Евнухам у ромеев, как ни странно, были открыты многие дороги из числа тех, по коим нормальному, не калеченному человеку пройти невозможно. Да и одному калеке с другими такими же сходиться гораздо легче. Особая, замкнутая общность, других не то что резко отторгающая, но мягко так выдавливающая вовне. Зато особый источник сведений, за которые частенько даже платить не приходилось, потому как из обычных разговоров и сплетен уже-не-мужчин получалось узнать то, что и Любомира с Малом из-под своих личин блаженной и побирушки вызнать оказались не способны.
Ну и последний, Индульф Скользкий, тут ставший Рустамом Ильнуровым, торговцем из Булгарии. Правоверным магометанином, доказывающим сие всем своим поведением. Намазы должное число раз в день, одеяния, несколько жён с наложницами и даже мужское своё хозяйство приведший в полагающееся правоверному состояние, чтоб точно никто ничего не заподозрил. Почему именно Булгария? Внешность! Булгары тип лица имели совершенно не восточный, потому ими прикидываться было легко и просто. А заодно общаться в торговой среде, причём такой, в которой старались с торговцами русскими дела иметь очень ограниченно. А уж в Царьграде торговцев с Руси было совсем мало по понятным причинам. Опасно тут было для них, очень опасно. Вражда не простая, а чуть ли не абсолютная с мгновения, как Владимир умостил своё седалище на византийский престол.

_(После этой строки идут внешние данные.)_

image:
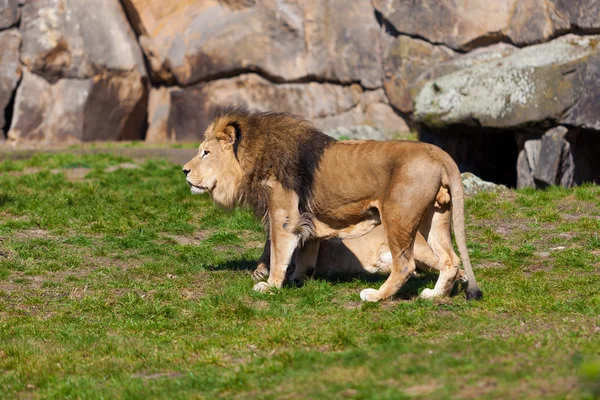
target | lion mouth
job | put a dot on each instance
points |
(196, 189)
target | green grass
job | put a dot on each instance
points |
(123, 285)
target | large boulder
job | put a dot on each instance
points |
(78, 39)
(105, 107)
(467, 24)
(405, 60)
(191, 42)
(184, 113)
(84, 77)
(10, 70)
(411, 63)
(553, 81)
(9, 13)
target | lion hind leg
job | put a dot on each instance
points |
(401, 221)
(306, 261)
(262, 269)
(440, 241)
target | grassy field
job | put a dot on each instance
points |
(115, 282)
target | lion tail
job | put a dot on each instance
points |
(458, 221)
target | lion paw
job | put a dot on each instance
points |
(260, 273)
(262, 287)
(369, 295)
(428, 294)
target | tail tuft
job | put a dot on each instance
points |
(474, 293)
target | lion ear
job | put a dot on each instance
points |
(228, 136)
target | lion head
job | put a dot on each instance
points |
(216, 169)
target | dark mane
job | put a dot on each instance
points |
(275, 145)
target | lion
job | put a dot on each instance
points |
(308, 187)
(367, 255)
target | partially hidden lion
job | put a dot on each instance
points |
(363, 256)
(308, 187)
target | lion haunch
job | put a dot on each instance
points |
(310, 188)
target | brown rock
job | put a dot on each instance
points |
(405, 61)
(10, 70)
(327, 105)
(287, 41)
(9, 13)
(78, 39)
(583, 14)
(75, 110)
(159, 106)
(466, 25)
(459, 24)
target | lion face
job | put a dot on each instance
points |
(215, 170)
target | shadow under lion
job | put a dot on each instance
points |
(347, 260)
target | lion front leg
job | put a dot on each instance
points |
(262, 269)
(283, 244)
(306, 261)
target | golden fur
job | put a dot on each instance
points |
(310, 188)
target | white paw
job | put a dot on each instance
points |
(262, 287)
(369, 295)
(428, 294)
(259, 274)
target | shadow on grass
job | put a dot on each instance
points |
(409, 291)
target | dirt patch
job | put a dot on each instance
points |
(157, 375)
(32, 234)
(421, 390)
(121, 166)
(479, 390)
(189, 240)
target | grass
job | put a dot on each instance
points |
(123, 285)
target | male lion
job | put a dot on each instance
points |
(366, 255)
(309, 187)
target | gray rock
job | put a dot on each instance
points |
(473, 184)
(359, 132)
(9, 13)
(553, 81)
(546, 161)
(465, 25)
(10, 70)
(526, 164)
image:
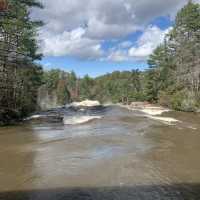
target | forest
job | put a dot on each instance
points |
(172, 79)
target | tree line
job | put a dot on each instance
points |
(20, 77)
(172, 79)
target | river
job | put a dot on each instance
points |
(117, 154)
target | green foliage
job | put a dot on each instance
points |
(20, 76)
(174, 75)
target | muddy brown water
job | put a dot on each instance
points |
(123, 156)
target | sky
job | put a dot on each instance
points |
(100, 36)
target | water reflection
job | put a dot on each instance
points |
(124, 155)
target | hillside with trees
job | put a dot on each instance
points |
(20, 77)
(172, 79)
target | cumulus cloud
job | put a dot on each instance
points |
(78, 27)
(70, 43)
(146, 44)
(151, 38)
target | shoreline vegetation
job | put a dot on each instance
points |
(172, 79)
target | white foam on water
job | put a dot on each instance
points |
(86, 103)
(166, 120)
(33, 117)
(79, 119)
(154, 112)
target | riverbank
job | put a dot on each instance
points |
(123, 154)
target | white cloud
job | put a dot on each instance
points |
(146, 44)
(151, 38)
(71, 43)
(78, 27)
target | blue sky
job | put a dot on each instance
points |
(105, 35)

Вот эти четверо и являлись самыми, пожалуй, важными и ценными прознатчиками Руси в византийской столице. Не похожие на тех, которые были раньше. Потому и остающиеся живыми и на воле, а ещё доставляющие новые и новые сведения, отправляемые в родные края по тайным путям, зачастую даже с людьми, которые о том не подозревали. Совсем недавно отправили и то, что удивило даже их, казалось бы, ко многому привычных. Вокруг этого сейчас разговор и крутился.